Nel frattempo, nel luglio 2015 la Corte di Cassazione ha dato ragione al Comune di Livorno, che aveva presentato ricorso contro il mancato pagamento delle tasse sugli immobili da parte di due scuole gestite da enti religiosi (concetto ribadito con un’ulteriore ordinanza favorevole al Comune di Orvieto contro un istituto religioso e, nel 2017, al Comune di Cagliari contro un altro istituto religioso). Mostrando così platealmente quanto estesa sia l’area di evasione. A Roma, ha scritto il Corriere della Sera, un albergo su quattro è di proprietà ecclesiastica, ma solo il 40% vi paga le relative tasse: non solo quelle sulla proprietà e i rifiuti, ma persino quelle di soggiorno. Tutto questo nonostante gli elevati prezzi praticati, come confermato da testate politicamente agli antipodi quali Left e Il Tempo. L’arretrato per tali beni, secondo l’Agenzia delle Entrate, nella capitale ammonta a diciannove milioni di euro. Il fenomeno è talmente diffuso da aver dato lo spunto per il soggetto di una commedia cinematografica, Io c’è.
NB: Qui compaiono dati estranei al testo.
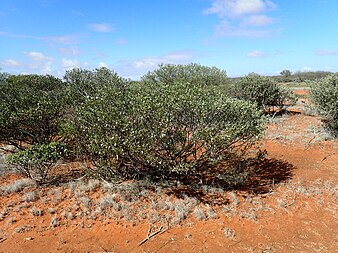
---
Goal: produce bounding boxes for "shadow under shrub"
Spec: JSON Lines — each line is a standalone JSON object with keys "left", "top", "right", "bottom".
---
{"left": 311, "top": 73, "right": 338, "bottom": 137}
{"left": 73, "top": 65, "right": 265, "bottom": 186}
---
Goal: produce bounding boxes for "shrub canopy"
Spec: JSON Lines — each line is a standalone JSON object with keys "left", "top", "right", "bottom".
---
{"left": 0, "top": 74, "right": 66, "bottom": 149}
{"left": 141, "top": 63, "right": 228, "bottom": 87}
{"left": 311, "top": 73, "right": 338, "bottom": 137}
{"left": 73, "top": 65, "right": 265, "bottom": 183}
{"left": 228, "top": 73, "right": 296, "bottom": 112}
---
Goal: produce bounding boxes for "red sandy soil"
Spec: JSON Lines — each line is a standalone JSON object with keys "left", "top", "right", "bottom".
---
{"left": 0, "top": 95, "right": 337, "bottom": 253}
{"left": 292, "top": 88, "right": 310, "bottom": 96}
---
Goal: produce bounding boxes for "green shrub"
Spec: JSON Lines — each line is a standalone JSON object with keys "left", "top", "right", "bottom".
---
{"left": 141, "top": 63, "right": 228, "bottom": 87}
{"left": 73, "top": 65, "right": 265, "bottom": 185}
{"left": 228, "top": 73, "right": 296, "bottom": 112}
{"left": 6, "top": 142, "right": 67, "bottom": 183}
{"left": 0, "top": 74, "right": 66, "bottom": 149}
{"left": 63, "top": 67, "right": 126, "bottom": 107}
{"left": 311, "top": 74, "right": 338, "bottom": 137}
{"left": 61, "top": 67, "right": 127, "bottom": 158}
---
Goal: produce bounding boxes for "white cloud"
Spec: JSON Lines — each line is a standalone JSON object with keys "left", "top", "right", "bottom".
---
{"left": 42, "top": 34, "right": 82, "bottom": 45}
{"left": 204, "top": 0, "right": 275, "bottom": 17}
{"left": 58, "top": 47, "right": 81, "bottom": 56}
{"left": 114, "top": 50, "right": 197, "bottom": 79}
{"left": 98, "top": 62, "right": 108, "bottom": 68}
{"left": 25, "top": 52, "right": 53, "bottom": 73}
{"left": 1, "top": 51, "right": 53, "bottom": 74}
{"left": 214, "top": 20, "right": 273, "bottom": 37}
{"left": 243, "top": 14, "right": 273, "bottom": 26}
{"left": 25, "top": 51, "right": 53, "bottom": 62}
{"left": 61, "top": 58, "right": 80, "bottom": 70}
{"left": 116, "top": 38, "right": 128, "bottom": 45}
{"left": 89, "top": 23, "right": 115, "bottom": 33}
{"left": 316, "top": 49, "right": 338, "bottom": 56}
{"left": 0, "top": 59, "right": 22, "bottom": 67}
{"left": 204, "top": 0, "right": 277, "bottom": 38}
{"left": 72, "top": 10, "right": 84, "bottom": 16}
{"left": 247, "top": 50, "right": 266, "bottom": 57}
{"left": 0, "top": 30, "right": 83, "bottom": 45}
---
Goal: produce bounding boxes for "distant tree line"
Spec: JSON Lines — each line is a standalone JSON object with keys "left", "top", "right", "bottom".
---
{"left": 229, "top": 70, "right": 335, "bottom": 83}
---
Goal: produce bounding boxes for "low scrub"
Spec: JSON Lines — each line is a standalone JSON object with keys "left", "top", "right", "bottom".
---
{"left": 228, "top": 73, "right": 296, "bottom": 112}
{"left": 6, "top": 142, "right": 67, "bottom": 184}
{"left": 311, "top": 74, "right": 338, "bottom": 137}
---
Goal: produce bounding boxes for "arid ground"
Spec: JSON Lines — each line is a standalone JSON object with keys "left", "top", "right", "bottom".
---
{"left": 0, "top": 90, "right": 337, "bottom": 253}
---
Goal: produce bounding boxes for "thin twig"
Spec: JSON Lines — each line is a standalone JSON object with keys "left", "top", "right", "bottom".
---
{"left": 0, "top": 237, "right": 7, "bottom": 243}
{"left": 321, "top": 153, "right": 336, "bottom": 162}
{"left": 139, "top": 225, "right": 165, "bottom": 246}
{"left": 304, "top": 136, "right": 316, "bottom": 150}
{"left": 287, "top": 192, "right": 297, "bottom": 207}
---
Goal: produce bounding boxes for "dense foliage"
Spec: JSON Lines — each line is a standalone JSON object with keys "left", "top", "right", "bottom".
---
{"left": 228, "top": 73, "right": 296, "bottom": 112}
{"left": 311, "top": 74, "right": 338, "bottom": 137}
{"left": 0, "top": 74, "right": 66, "bottom": 149}
{"left": 141, "top": 63, "right": 228, "bottom": 87}
{"left": 1, "top": 65, "right": 267, "bottom": 187}
{"left": 63, "top": 67, "right": 125, "bottom": 106}
{"left": 73, "top": 65, "right": 265, "bottom": 184}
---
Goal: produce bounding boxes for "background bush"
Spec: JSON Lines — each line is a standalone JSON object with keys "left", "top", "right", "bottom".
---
{"left": 0, "top": 74, "right": 66, "bottom": 149}
{"left": 311, "top": 73, "right": 338, "bottom": 137}
{"left": 73, "top": 65, "right": 265, "bottom": 185}
{"left": 228, "top": 73, "right": 296, "bottom": 112}
{"left": 141, "top": 63, "right": 228, "bottom": 87}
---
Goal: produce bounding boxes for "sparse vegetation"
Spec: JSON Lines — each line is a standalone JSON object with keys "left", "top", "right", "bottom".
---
{"left": 0, "top": 178, "right": 35, "bottom": 195}
{"left": 0, "top": 66, "right": 337, "bottom": 252}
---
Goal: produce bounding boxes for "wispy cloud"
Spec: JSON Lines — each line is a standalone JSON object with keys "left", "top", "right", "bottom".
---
{"left": 58, "top": 47, "right": 81, "bottom": 56}
{"left": 316, "top": 49, "right": 338, "bottom": 56}
{"left": 0, "top": 30, "right": 83, "bottom": 45}
{"left": 114, "top": 50, "right": 197, "bottom": 79}
{"left": 1, "top": 51, "right": 53, "bottom": 74}
{"left": 25, "top": 51, "right": 53, "bottom": 62}
{"left": 72, "top": 10, "right": 84, "bottom": 16}
{"left": 116, "top": 38, "right": 128, "bottom": 45}
{"left": 242, "top": 14, "right": 273, "bottom": 26}
{"left": 247, "top": 50, "right": 266, "bottom": 57}
{"left": 203, "top": 0, "right": 277, "bottom": 38}
{"left": 214, "top": 19, "right": 275, "bottom": 37}
{"left": 61, "top": 58, "right": 80, "bottom": 70}
{"left": 89, "top": 23, "right": 115, "bottom": 33}
{"left": 0, "top": 59, "right": 22, "bottom": 67}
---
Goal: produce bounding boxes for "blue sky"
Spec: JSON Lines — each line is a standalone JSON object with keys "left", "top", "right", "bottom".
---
{"left": 1, "top": 0, "right": 338, "bottom": 79}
Riteniamo pertanto legittimo, in attesa di un’effettiva applicazione di imposte sui beni ecclesiastici a destinazione parzialmente commerciale o, più probabilmente, dell’avvio di una nuova fase di contenzioso tra amministrazioni locali ed enti ecclesiastici, continuare a stimare l’area di imposizione in almeno 600 milioni di euro di mancati introiti per le casse pubbliche.

Dal 2014 è inoltre entrata in vigore la Tasi, che affianca a sua volta l’Imu. A essa è stata accorpata la tassa sui rifiuti (Tari), e l’esenzione che era a discrezione dei comuni è diventata quindi legge nazionale, il cui beneficio aggiuntivo è stimabile in almeno venti milioni.